Input. The first line contains a single integer n (1 ≤ n
≤ 106). The following n lines describe the vertices
of the tree. The i-th line contains two integers pi and ci, where pi is the parent of vertex i, and ci is the color of
vertex i (1 ≤ ci ≤ n). For the root of
the tree, pi = 0.
Output. Print n integers – one
for each vertex from 1 to n. For each vertex, print
the number of distinct colors in the subtree rooted at that vertex.
|
Sample
input |
Sample
output |
|
5 2 1 3 2 0 3 3 3 2 1 |
1 2 3 1 1 |
SOLUTION
graphs, depth first search
Algorithm analysis
Perform a depth-first
traversal of the tree starting from the root.
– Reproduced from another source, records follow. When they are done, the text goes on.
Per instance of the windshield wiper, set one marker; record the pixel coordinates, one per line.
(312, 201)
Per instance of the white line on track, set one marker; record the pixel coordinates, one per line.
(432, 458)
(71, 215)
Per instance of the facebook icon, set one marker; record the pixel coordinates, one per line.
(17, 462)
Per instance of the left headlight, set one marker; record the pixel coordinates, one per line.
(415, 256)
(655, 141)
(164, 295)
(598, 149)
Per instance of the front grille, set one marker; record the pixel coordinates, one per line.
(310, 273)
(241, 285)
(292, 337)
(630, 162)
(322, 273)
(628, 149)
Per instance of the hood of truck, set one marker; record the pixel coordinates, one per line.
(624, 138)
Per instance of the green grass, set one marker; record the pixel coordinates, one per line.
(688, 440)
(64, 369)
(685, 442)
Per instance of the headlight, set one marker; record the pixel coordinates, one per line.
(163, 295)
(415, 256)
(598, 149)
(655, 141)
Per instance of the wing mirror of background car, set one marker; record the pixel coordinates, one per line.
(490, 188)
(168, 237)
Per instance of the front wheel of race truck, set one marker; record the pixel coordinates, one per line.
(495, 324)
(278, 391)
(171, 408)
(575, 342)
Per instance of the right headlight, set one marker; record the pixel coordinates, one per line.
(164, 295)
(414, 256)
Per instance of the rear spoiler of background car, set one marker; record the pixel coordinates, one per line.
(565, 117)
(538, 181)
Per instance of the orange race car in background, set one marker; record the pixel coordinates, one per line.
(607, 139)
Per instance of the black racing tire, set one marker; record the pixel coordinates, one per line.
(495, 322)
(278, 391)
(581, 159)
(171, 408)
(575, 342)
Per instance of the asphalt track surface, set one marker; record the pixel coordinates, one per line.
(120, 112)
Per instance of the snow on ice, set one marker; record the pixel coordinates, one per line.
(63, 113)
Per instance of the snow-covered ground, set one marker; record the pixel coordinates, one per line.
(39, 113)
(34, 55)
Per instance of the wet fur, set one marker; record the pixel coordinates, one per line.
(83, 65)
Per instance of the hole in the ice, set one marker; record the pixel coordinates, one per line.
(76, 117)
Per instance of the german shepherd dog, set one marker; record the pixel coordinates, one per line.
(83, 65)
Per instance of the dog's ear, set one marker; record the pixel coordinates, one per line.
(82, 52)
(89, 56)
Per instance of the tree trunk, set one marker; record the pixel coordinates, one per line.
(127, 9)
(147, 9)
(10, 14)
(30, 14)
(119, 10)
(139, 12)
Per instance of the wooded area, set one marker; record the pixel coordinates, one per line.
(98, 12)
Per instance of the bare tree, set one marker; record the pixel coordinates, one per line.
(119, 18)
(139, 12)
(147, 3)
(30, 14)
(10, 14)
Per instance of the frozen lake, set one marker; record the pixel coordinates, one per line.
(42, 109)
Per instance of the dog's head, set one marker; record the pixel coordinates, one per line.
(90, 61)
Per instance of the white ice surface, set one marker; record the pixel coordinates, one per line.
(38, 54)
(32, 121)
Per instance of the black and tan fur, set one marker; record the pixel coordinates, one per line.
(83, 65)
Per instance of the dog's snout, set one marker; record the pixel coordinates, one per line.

For each vertex i, maintain
a set si, which accumulates
the colors of all vertices in the subtree rooted at i.
If j is a child of
vertex i during the traversal, then the set sj should be merged into si.
The number of distinct
colors in the subtree rooted at vertex i is equal to the size
(cardinality) of the set si.
Example
The color of each vertex is shown on the
left. The set of colors in its subtree is shown on the right.
Algorithm implementation
The array color[i]
stores the color of vertex i. The set s[i] will accumulate the
colors that appear in the subtree rooted at vertex i.
The directed tree is
represented as an adjacency list g. The array res[i] stores the
number of distinct colors in the subtree rooted at vertex i.
#define MAX 1000010
int color[MAX], res[MAX];
set<int>
s[MAX];
vector<vector<int> > g;
The function dfs performs a depth-first traversal of the
tree starting from vertex v.
void dfs(int v)
{
First, the color of vertex v itself is added to the set s[v].
s[v].insert(color[v]);
Iterate over the tree edges (v,
to).
for (int to : g[v])
{
dfs(to);
For each edge (v, to), merge the set s[to] into s[v]. If the size of s[v] is smaller
than the size of s[to], swap them
first. Then, the content of the smaller set s[to] is added to the larger set s[v].
if (s[v].size() <
s[to].size()) s[v].swap(s[to]);
s[v].insert(s[to].begin(), s[to].end());
Clear the set s[to] – it is no
longer needed.
s[to].clear();
}
After that, store the number of distinct colors in the subtree in res[v],
which is the size of the set s[v].
res[v] = s[v].size();
}
The main part of the program. Read the input data.
scanf("%d",&n);
g.resize(n+1);
for(i = 1; i <= n; i++)
{
scanf("%d %d",&p,&c);
g[p].push_back(i);
color[i] = c;
}
Start the depth-first search from the root of the tree – the vertex with
index 0.
dfs(0);
Print the answer.
for(i = 1; i <= n; i++)
printf("%d ",res[i]);
printf("\n");